Statistics question - predicting class rank from grades

sevenperforce · January 21, 2020

Law school is all about class rank, not about absolute grades. However, my school only calculates class rank at the end of the year; the midterm grades are reported as a bloc without being tied to specific people.

This means I have the total grade spread from each of my classes, as well as my own personal grades. My guess is that you can create a bell curve that predicts where a given GPA puts a student in terms of class rank; I'm just not sure how.

Any ideas?

Edited January 21, 2020 by sevenperforce

kerbiloid · January 21, 2020

Maybe something like Elo rating for chess? Based on the past results, predicts awaited ones.
https://en.wikipedia.org/wiki/Elo_rating_system

pincushionman · January 23, 2020

You say “total grade spread” but what statistics does the school actually provide you? If they present the median score (ideally; but if they give you the mean instead you might have to assume it’s close enough to the same thing) and the standard deviation (or the variance), you could assume a normal distribution (bell curve) and use that to estimate the rank of your score within the distribution.

sevenperforce · January 23, 2020

2 hours ago, pincushionman said:

You say “total grade spread” but what statistics does the school actually provide you? If they present the median score (ideally; but if they give you the mean instead you might have to assume it’s close enough to the same thing) and the standard deviation (or the variance), you could assume a normal distribution (bell curve) and use that to estimate the rank of your score within the distribution.

Sure, that would work, but I actually have much more data than that.

I know what I made in all four classes, and I know the actual discrete scores in each class. For example (these are not the real numbers because it would probably be some sort of crime to post them online):

grades/class
	Class 1	Class 2	Class 3	Class 4
As	3	2	4	1
Bs	12	16	13	5
Cs	11	9	11	18
Ds	2	1	0	3
Fs	0	0	0	1
(my grades)	A	B	A	C

I could simply take the average grade and make a bell curve, but I think that having the actual grades above would make a placement/percentile distribution curve more accurate. As an added complication, Classes 1 and 3 are 6-hour classes while classes 2 and 4 are 4-hour classes, so they each count 50% more.

January 24, 2020

Calculate the weighed arithmetic mean and the weighed standard deviation, then plug them into the equation for Gaussian curve. That's the easiest way of doing this. You should also compute mode and median as a sanity check. If they're the same as mean (or very close to it), then the bell curve should work. If they're not, this means your distribution has nonzero skew, which usually complicates things.

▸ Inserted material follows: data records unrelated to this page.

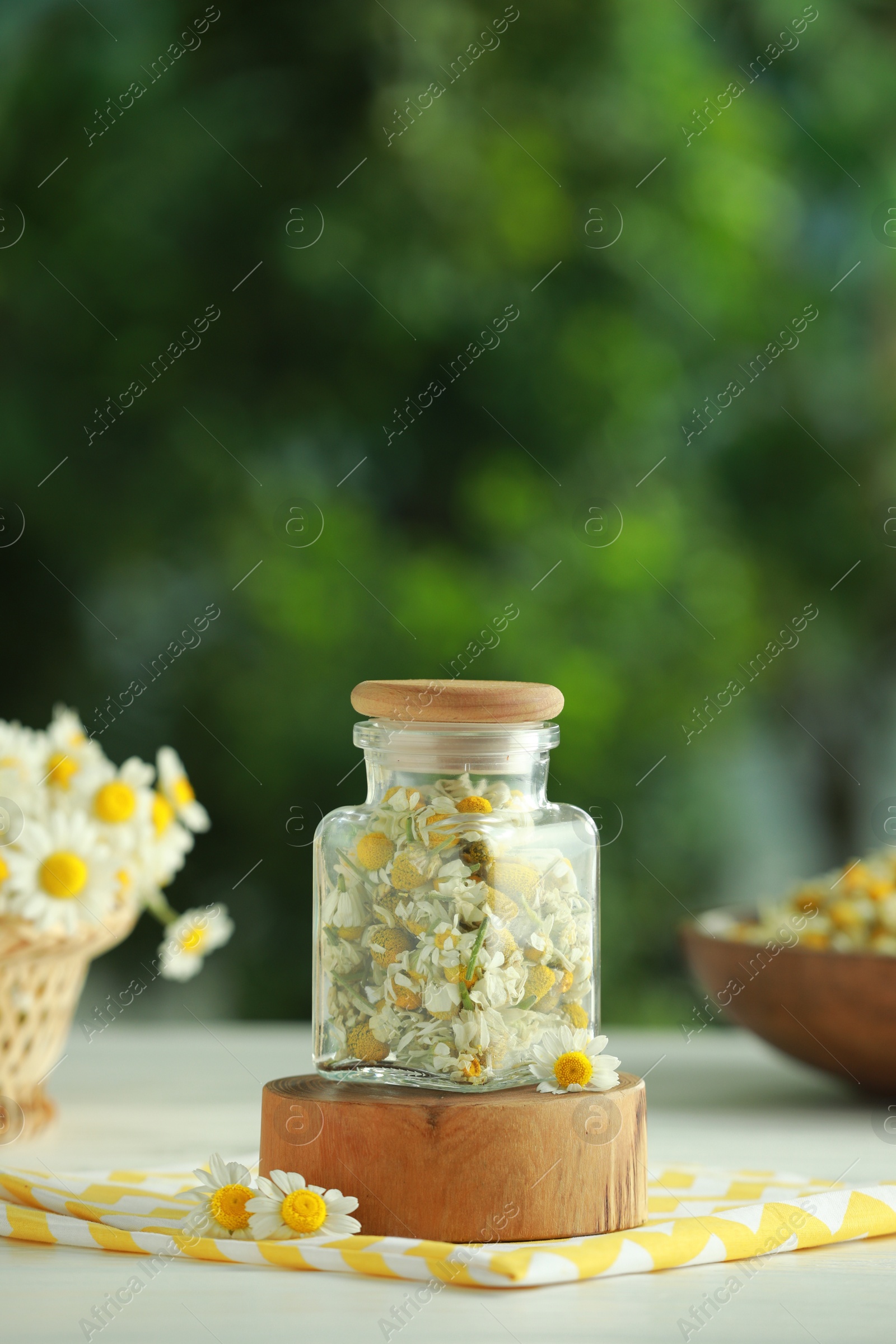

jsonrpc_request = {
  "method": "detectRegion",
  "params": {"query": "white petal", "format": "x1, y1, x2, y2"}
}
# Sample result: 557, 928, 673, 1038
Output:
249, 1214, 282, 1242
246, 1195, 283, 1217
270, 1170, 292, 1195
319, 1214, 361, 1236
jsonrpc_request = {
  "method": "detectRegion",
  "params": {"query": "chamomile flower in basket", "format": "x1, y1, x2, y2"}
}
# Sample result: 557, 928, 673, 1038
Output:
0, 707, 232, 1132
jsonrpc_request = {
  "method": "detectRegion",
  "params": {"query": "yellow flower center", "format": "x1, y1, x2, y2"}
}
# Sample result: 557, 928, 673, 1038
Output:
152, 793, 175, 836
179, 928, 206, 951
93, 780, 137, 823
279, 1189, 326, 1236
208, 1186, 253, 1233
357, 830, 395, 872
47, 752, 78, 789
40, 850, 87, 900
553, 1049, 594, 1088
171, 774, 196, 808
457, 793, 492, 812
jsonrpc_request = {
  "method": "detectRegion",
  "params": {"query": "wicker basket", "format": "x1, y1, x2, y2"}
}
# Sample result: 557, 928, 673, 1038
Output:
0, 906, 138, 1141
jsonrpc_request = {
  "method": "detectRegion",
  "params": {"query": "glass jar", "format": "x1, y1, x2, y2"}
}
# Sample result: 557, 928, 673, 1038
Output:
314, 683, 599, 1091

pincushionman · January 24, 2020

Oh, if you are given the actual counts of scores, then you already have your rank in each class, or at least a lower bound, if the real results are as granular as in the example. Your rank is literally just a count of how many scores are better than yours, or more pessimistically, how many are better or as good as yours. In this example you are (at worst) 3rd in class 1, 18th in class 2, 4th in 3, and 24th in 4. If the score categories were finer, we could get a better estimate.

As to an overall rank, I would take a mean weighted by the credit-hours of each class. If all classes are weighed equally, the estimate would be (3+18+4+24)/4=13th or better. I would hazard a guess that you are on the higher side of the large “B” and “C” sub-populations in classes 2 and 4, simply because of the presence of “A”s in the other two classes. But that’s just based on the assumption that people are consistent; the data can’t really support that.

As for predicting the final grades? Well…mmmphmyh. You’d have to look at historical trends there.

sevenperforce · January 24, 2020

14 hours ago, Dragon01 said:

Calculate the weighed arithmetic mean and the weighed standard deviation, then plug them into the equation for Gaussian curve. That's the easiest way of doing this. You should also compute mode and median as a sanity check. If they're the same as mean (or very close to it), then the bell curve should work. If they're not, this means your distribution has nonzero skew, which usually complicates things.

That's the part I'm trying to figure out how to do.

13 hours ago, pincushionman said:

As for predicting the final grades? Well…mmmphmyh. You’d have to look at historical trends there.

Nah, no need to predict final grades. I am satisfied if I can predict my current rank.

sevenperforce · February 11, 2020

Revisiting this now that I have more data.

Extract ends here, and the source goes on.